In Hopt v. Utah, 110 U.S. 574, 4 S. Ct. 202, 28 L. Ed. 262 (1884) it was unanimously held that a law which made it competent for witnesses to testify to the commission of a crime who were incompetent to testify at the time the crime was committed was not an ex post facto law.
In Mallett v. North Carolina, 181 U.S. 589, 597, 21 S. Ct. 730, 733, 45 L. Ed. 1015 (1901) the Supreme Court upheld against challenge as an ex post facto law a statute authorizing an appeal from the grant of a new trial in a criminal case, as applied to cases where the trial had been held, though the new trial had not been granted, before the statute was passed. The Court in Mallett concluded that the challenged statute "* * * did not deprive the accused of any substantial right or immunity possessed by then [sic] at the time of the commission of the offense charged."
In Thompson v. Missouri, 171 U.S. 380, 18 S. Ct. 922, 43 L. Ed. 204 (1898) it was held that a Missouri statute, providing that comparison of a disputed writing with any writing proved to the satisfaction of the judge to be genuine shall be permitted to be made by witnesses, and such writing and the evidence of witnesses respecting the writing may be submitted to the court and jury as evidence of the genuineness or otherwise of the writing in dispute, was not ex post facto when applied to prosecution for crimes committed prior to its passage. In Thompson, the Court quoted with approval the following observation on ex post facto laws from Cooley's Treatise on Constitutional Limitations:
"Remedies must always be under the control of the legislature, and it would create endless confusion in legal proceedings if every case was to be conducted only in accordance with the rules of practice, and heard only by the courts in existence when its facts arose. The legislature may abolish courts and create new ones, and may prescribe altogether different modes of procedure in its discretion, though it cannot lawfully, we think, in so doing, dispense with any of those substantial protections with which the existing law surrounds the person accused of crime." ( Ch. 9, p. 272, 5th Ed., 171 U.S. at 386, 18 S. Ct. at 924).

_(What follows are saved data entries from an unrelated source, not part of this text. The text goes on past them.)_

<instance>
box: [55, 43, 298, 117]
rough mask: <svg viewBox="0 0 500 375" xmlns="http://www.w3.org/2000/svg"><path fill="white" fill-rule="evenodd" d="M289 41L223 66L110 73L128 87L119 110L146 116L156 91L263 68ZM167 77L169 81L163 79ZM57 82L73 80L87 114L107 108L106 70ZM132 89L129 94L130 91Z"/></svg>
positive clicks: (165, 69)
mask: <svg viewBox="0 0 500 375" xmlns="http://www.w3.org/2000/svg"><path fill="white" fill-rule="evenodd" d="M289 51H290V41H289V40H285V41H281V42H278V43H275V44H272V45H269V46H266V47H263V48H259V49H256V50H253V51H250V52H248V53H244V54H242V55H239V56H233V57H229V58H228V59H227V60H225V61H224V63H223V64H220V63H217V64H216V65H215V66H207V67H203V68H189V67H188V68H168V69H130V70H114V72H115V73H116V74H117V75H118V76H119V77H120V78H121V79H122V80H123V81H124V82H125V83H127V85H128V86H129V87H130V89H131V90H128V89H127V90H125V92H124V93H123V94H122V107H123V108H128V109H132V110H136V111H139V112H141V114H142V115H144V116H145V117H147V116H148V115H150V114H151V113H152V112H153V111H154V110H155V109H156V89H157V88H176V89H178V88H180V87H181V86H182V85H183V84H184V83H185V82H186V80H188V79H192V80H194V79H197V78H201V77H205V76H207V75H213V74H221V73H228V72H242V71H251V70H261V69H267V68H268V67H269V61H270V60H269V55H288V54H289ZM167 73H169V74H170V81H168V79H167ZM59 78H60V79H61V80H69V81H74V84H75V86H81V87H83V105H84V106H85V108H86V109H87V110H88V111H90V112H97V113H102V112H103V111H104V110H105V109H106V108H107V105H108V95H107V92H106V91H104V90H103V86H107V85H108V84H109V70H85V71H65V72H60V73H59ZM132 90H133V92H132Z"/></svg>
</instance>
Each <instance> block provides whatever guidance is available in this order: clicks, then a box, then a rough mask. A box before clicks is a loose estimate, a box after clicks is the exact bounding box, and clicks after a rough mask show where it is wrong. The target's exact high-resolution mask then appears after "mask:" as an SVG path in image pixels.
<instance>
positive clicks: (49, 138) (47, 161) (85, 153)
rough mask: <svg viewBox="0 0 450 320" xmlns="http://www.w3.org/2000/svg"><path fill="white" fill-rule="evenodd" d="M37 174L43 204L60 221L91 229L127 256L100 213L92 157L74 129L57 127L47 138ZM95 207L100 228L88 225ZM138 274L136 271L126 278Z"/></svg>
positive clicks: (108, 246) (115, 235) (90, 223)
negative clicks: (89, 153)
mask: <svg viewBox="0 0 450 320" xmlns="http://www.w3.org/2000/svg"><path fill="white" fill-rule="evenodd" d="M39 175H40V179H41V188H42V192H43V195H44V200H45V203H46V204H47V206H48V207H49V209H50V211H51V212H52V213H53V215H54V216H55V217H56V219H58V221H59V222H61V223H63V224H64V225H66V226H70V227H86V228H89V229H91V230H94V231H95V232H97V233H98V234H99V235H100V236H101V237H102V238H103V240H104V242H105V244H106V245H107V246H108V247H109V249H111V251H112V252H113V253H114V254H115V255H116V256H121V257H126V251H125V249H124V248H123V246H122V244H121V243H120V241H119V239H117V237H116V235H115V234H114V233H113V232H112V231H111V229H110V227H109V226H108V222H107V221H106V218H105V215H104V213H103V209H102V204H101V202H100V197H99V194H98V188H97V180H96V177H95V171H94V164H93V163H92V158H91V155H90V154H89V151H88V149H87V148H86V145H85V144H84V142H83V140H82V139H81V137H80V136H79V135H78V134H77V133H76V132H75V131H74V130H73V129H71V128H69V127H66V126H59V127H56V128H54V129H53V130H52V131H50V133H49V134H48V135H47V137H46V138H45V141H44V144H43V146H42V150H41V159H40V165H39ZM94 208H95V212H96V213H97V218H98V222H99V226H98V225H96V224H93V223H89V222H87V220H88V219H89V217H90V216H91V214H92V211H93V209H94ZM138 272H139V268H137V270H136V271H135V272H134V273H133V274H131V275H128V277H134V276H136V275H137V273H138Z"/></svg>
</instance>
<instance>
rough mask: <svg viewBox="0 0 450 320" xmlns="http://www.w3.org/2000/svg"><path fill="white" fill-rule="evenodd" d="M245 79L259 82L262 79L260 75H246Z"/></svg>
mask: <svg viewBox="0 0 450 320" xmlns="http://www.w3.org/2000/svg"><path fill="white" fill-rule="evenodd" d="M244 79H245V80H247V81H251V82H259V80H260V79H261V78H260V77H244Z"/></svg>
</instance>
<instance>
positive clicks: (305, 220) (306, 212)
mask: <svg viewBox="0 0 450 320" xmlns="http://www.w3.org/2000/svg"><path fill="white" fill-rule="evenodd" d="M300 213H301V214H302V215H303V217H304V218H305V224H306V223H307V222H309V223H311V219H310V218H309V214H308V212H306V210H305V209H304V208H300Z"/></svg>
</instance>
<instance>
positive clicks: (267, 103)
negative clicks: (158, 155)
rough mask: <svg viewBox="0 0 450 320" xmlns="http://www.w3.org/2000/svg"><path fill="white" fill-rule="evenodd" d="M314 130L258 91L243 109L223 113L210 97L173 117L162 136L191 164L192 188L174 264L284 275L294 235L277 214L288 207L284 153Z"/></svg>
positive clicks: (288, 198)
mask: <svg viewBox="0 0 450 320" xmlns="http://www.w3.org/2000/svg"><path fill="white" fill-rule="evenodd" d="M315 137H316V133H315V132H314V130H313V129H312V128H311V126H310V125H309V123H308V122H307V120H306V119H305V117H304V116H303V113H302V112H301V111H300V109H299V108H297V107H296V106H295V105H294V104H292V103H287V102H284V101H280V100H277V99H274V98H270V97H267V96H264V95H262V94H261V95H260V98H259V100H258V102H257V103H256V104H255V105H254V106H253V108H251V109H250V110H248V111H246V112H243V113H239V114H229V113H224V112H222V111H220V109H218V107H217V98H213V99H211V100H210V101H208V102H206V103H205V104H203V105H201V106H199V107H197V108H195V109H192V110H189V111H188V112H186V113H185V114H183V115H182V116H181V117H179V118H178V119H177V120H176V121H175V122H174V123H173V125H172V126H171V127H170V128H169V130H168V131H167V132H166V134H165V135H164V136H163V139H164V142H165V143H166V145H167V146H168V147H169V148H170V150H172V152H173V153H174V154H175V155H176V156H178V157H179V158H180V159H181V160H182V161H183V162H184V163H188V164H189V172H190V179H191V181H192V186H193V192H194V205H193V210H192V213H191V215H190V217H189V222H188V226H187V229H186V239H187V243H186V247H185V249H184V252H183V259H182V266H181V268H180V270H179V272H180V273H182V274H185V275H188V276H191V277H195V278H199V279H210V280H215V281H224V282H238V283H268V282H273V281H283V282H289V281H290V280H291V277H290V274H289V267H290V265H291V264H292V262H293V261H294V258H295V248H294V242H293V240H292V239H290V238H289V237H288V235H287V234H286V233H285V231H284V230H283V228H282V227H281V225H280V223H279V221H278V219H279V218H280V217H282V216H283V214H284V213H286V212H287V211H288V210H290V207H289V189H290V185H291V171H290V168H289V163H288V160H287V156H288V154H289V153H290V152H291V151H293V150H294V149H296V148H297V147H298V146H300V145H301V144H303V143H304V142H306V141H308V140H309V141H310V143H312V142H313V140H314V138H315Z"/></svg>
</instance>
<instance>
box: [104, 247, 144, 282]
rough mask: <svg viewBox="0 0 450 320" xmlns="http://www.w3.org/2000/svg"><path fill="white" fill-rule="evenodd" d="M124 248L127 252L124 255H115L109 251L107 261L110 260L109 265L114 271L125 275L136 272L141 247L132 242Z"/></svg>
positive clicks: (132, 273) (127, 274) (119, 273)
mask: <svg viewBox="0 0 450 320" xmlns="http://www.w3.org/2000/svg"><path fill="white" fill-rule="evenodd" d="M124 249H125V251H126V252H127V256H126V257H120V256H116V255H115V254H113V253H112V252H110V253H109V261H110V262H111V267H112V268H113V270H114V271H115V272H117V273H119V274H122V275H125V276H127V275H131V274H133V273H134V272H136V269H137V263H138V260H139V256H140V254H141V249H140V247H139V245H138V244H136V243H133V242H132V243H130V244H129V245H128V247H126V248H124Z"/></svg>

Does plaintiff really suggest that there should be a different and less stringent ex post facto standard for judges than there existed for criminal defendants in Mallett and Hopt, supra. In Hopt, the defendant had been convicted of murder in the first degree and sentenced to death. To accept plaintiff's argument would be to vindicate Edmund Burke's conclusion that the "law sharpens the mind by narrowing it."
Bacon, in his extraordinary essay Of Judicature said:
"The place of justice is a hallowed place and therefore not only the Bench, but the foot pace and precincts and purpose thereof ought to be preserved without scandal and corruption." (See Works of Lord Bacon, 59 (M. Murphy Ed. 1876.)
Chief Justice Marshall said, in Marbury v. Madison, 5 U.S. (1 Cranch) 137, 2 L. Ed. 60, it is "'emphatically the province' of the judiciary to say what the law is. But if that be so * * * then the ancient question, Quis Custodiet Ipsos Custodes?,
immediately arises. Who, indeed, should put the judiciary's house in order?" (See 35 Law and Contemporary Problems, p. 92). The Pennsylvania Constitution, through its 1968 Amendment, gives an opportunity to deal with these occasional and sporadic abuses in order to put the judiciary's house in order. Plaintiff has no constitutional right to be tried or disciplined by the exact procedures which were in effect at the time of his alleged misconduct.
I find that the procedures of the Judicial Board are fully fair and in no way result in the denial of any substantial procedural protection which was afforded to plaintiff at the time of his alleged misconduct. I therefore find plaintiff's ex post facto claim to be without merit.